In this case, we need the rewriting processor to evaluate the functions gt and p and once again we need the rule overlap instantiation processor to check for all possible terms that these functions can actually be applied on.

Limits of the Instantiation Processors

Whenever we have an ADP where the left-hand side of the rule is also contained in the support of the right-hand side, then instantiations become useless, because we will always have at least the same ADP again after applying the processor. For example, we need to apply one of the instantiation processors in order to prove termination for the TRS with the rules f(x,y,z) -> g(x,y,z) and g(a,b,z) -> f(z,z,z). If we make the rules probabilistic by adding the possibility to do nothing in a rewrite step with the probability 1/2, then we result in the following PTRS.

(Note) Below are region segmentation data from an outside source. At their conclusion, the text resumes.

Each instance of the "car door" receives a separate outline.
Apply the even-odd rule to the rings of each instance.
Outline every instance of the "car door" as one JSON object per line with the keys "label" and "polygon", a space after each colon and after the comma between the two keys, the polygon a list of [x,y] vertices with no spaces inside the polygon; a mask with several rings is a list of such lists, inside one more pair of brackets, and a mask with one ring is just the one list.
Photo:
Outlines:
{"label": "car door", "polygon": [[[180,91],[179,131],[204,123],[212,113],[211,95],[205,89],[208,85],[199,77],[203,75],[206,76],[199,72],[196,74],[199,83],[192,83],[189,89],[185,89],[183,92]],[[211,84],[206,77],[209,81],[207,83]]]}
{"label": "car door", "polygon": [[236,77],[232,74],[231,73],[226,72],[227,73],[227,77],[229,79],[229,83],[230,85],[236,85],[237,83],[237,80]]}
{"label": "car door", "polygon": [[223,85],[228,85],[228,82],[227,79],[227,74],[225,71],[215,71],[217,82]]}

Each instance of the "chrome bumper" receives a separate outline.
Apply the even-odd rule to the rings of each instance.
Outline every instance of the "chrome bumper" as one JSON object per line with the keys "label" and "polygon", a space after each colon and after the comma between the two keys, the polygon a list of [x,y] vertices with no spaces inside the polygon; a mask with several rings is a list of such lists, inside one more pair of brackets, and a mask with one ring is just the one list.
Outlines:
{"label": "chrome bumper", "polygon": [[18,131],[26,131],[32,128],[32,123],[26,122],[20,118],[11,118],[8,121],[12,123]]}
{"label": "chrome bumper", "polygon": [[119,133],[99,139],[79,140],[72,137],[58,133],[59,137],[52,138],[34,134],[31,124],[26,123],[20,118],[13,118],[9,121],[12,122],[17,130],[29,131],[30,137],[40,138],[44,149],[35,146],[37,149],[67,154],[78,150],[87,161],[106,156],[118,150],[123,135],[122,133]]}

    f(x,y,z) -> 1 : g(x,y,z) || 1 : f(x,y,z)
    g(a,b,z) -> 1 : f(z,z,z) || 1 : g(a,b,z)

This PTRS is iAST (since the original TRS was innermost terminating) but we are unable to show this using the instantiation processor, because if one tries to instantiate any of the rules, this will result in at least the same rule after the processor. In contrast, if we consider nearly the same PTRS but the first rule remains the non-probabilistic rule f(x,y,z) -> 1 : g(x,y,z), then we are able to apply the instantiation processor and prove iAST using the ADP Framework. (However, while instantiation does not help in our example above, we can prove iAST using the rule overlap instantiation processor.)

Transformations do not Suffice for Inductive Reasoning

Transformational processors are useful to perform a case analysis, but they do not suffice for PTRSs where one needs inductive reasoning for the termination analysis. For example, we cannot show iAST of the following PTRS (randNum09.prts) even though the if-structure seems similar to the one of the probabilistic quicksort example. This example was proposed to us by Johannes Niederhauser at the 0-th probabilistic termination competition in August 2023.

    even(0) -> 1 : true
    even(s(0)) -> 1 : false
    even(s(s(x))) -> 1 : even(x)

    loop(x) -> 1 : if(even(x), x)

    if(false, x) -> 1 : stop
    if(true, x) -> 1 : loop(x) || 1 : loop(s(x))

The idea here is that the recursion of loop stops if its argument is an even number. If it is not even, then we either increase the value by 1 or use the same value again. Here, a simple case analysis does not suffice, but we actually have to show (inductively), that if a number x is odd, then x+1 is even. This is not possible with the new transformational processors but needs other types of processors for inductive reasoning.